HIPAA Compliance Checklist for AI Tools
A 12-point checklist for evaluating any AI tool's HIPAA compliance before deploying it in your practice.
Isam Waqar
Coming Soon
Every AI vendor claims to be 'HIPAA compliant.' But HIPAA compliance isn't a binary state — it's a spectrum of technical safeguards, administrative procedures, and contractual obligations.
We've reviewed over 30 AI vendor BAAs and security documentation. Here's the checklist we use to evaluate whether an AI tool is safe to deploy in a clinical setting.
The 12-Point Checklist
1. BAA exists and is signed — No BAA, no deal.

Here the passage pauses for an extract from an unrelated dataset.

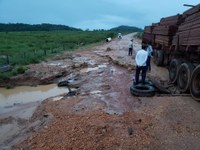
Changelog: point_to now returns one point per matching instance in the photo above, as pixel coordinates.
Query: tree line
(12, 27)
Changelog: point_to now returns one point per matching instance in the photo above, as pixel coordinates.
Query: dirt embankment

Period.
2. BAA covers AI/ML processing — Many BAAs were written pre-AI and don't explicitly cover model training or inference on PHI.
3. Data residency is US-only — Your patient data should not leave the country.

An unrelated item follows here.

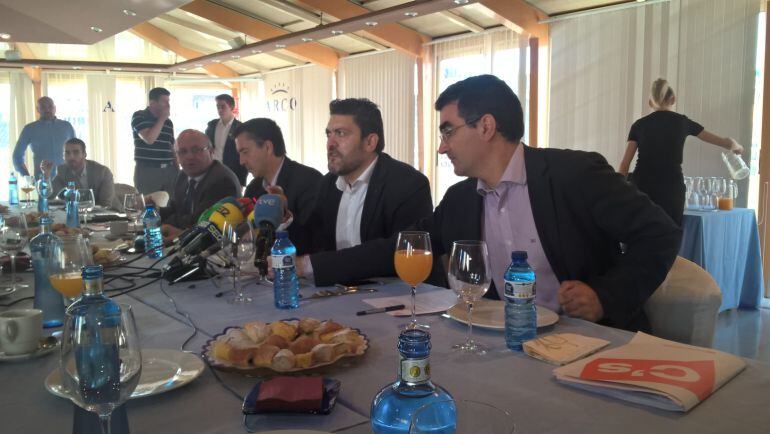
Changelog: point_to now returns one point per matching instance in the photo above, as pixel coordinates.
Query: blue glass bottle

4. Encryption at rest and in transit — AES-256 minimum, TLS 1.2+.
5. Access controls and audit logging — Who can see what, and is it logged?

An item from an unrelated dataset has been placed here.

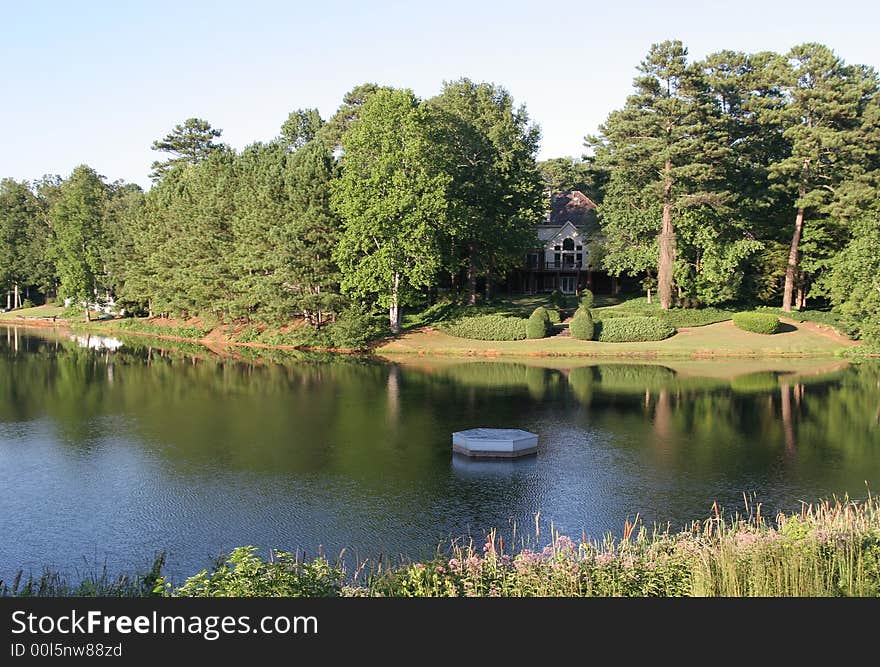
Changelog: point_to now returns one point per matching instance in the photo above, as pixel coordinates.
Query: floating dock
(494, 443)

6. Data retention policy — How long is PHI stored? Can you request deletion?
7. Subprocessor disclosure — Which third parties handle your data?
8. Breach notification timeline — HIPAA requires 60 days, but faster is better.
9. SOC 2 Type II certification — The minimum security audit standard.
10. HITRUST certification — Gold standard for healthcare, but not all vendors have it.
11. AI model training opt-out — Can you prevent your data from training their models?
12. Incident response plan — What happens when things go wrong?